Methods: Patients selected were those randomised to conventional (melphalan and ABCM based) therapy who survived greater than 7.5 years; all of these patients had achieved a plateau phase. Their presenting clinical and laboratory features were compared to a group of patients (matched by trial and treatment) who also reached plateau but were the first of the cohort to die directly from MM. Time to response and absolute response was calculated. Clinical course and performance status were assessed from 3 month follow-up clinical data forms and central laboratory paraprotein analysis.
Results: 239/2781 (8.5%) of eligible patients survived greater than 7.5 years. 170 patients had died (median and interquartile range (IQR) 9.5 years and 8.3–11.7 years) and 69 patients were still alive at the time of the analysis, median follow-up of 11.4 years (IQR 9.2–14.1 years).
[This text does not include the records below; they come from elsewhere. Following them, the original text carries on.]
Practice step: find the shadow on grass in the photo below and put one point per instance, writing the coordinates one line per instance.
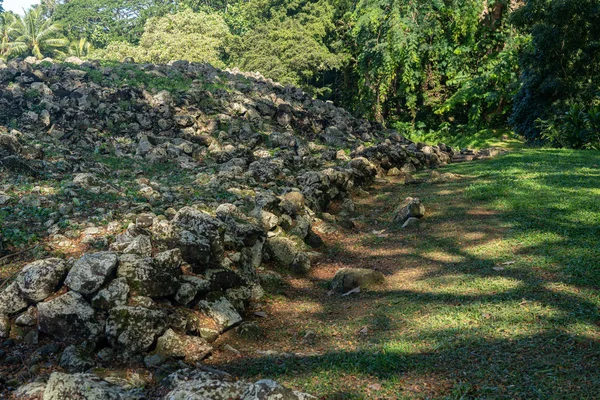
(544, 207)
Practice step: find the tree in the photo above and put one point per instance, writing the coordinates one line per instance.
(182, 36)
(106, 21)
(35, 35)
(5, 22)
(411, 56)
(80, 48)
(560, 63)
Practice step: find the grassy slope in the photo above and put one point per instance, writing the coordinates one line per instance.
(495, 296)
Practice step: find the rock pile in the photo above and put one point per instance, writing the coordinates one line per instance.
(213, 173)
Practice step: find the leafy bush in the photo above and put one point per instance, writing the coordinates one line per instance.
(183, 36)
(578, 128)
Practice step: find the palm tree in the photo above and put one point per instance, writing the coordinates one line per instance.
(36, 35)
(5, 22)
(80, 48)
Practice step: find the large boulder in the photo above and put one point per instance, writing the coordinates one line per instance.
(347, 279)
(285, 253)
(115, 294)
(40, 279)
(62, 386)
(91, 271)
(68, 316)
(192, 348)
(11, 300)
(134, 329)
(152, 277)
(200, 385)
(222, 312)
(197, 230)
(409, 208)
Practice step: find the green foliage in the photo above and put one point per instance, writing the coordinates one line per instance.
(559, 63)
(286, 52)
(415, 58)
(578, 128)
(80, 48)
(290, 42)
(122, 74)
(182, 36)
(33, 34)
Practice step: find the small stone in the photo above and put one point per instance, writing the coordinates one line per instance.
(347, 279)
(91, 271)
(11, 300)
(76, 359)
(222, 312)
(4, 326)
(39, 279)
(68, 316)
(192, 348)
(112, 296)
(310, 338)
(154, 360)
(410, 207)
(28, 318)
(134, 329)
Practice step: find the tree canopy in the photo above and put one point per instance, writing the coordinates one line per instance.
(438, 64)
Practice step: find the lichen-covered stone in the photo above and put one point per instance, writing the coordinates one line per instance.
(267, 389)
(76, 359)
(409, 208)
(192, 348)
(347, 279)
(28, 318)
(68, 316)
(134, 329)
(222, 312)
(153, 277)
(4, 326)
(62, 386)
(91, 271)
(39, 279)
(200, 385)
(115, 294)
(11, 300)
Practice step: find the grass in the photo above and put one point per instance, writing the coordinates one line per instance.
(495, 296)
(482, 139)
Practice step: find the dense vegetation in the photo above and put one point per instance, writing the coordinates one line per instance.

Compared to the matched short-lived control group, these long term survivors had lower β2-microglobulin, preserved albumin, lower marrow plasmacytosis, less renal impairment, better performance status, fewer fractures, less bone pain and fewer lytic lesions at presentation. There were no differences in age, lymphocytes, or depth of serological response, however, median time to reach plateau was delayed for the long term survivors {0.77 years (IQR 0.41–1.05) versus 0.42 years (0.26–0.73 for controls)}. 35 patients remain in first plateau with no progression, 28 patients died in first plateau most commonly of vascular disease (25%) or cancer (21%). 176 patients relapsed and 11 (6%) died of myeloma in first relapse, however the majority (140/176, 80%) achieved a second plateau and having relapsed a second time 53/114 (46%) achieved a third plateau. 43 of these 140 patients died in second plateau or beyond of a cause other than myeloma - (vascular 7/43 (16%), cancer 5/43 (12%), renal 5/43 (12%), infection 6/43 (14%), other 4/43 (9%). 30/239 patients (13%) died with no information on disease status or cause of death. Following second relapse 73/114 (64%) patients died directly as a result of myeloma. Time spent in performance status 1 and 2 was 96% for plateau 1, 83% for relapse 1 and 63% beyond relapse 2.
Conclusions: 8.5% of MRC trial patients receiving conventional non-intensive therapy survive greater than 7.5 years. Factors associated with long survival include low disease burden, better performance status and less end organ damage. Absolute serological response had no bearing on overall outcome; however rapid response is associated with poorer survival. The existence of second and subsequent plateau phases of MM, have rarely been documented in the literature. A large proportion of time following relapse is spent with good performance status, suggesting that patients experience a good quality of life during much of this period.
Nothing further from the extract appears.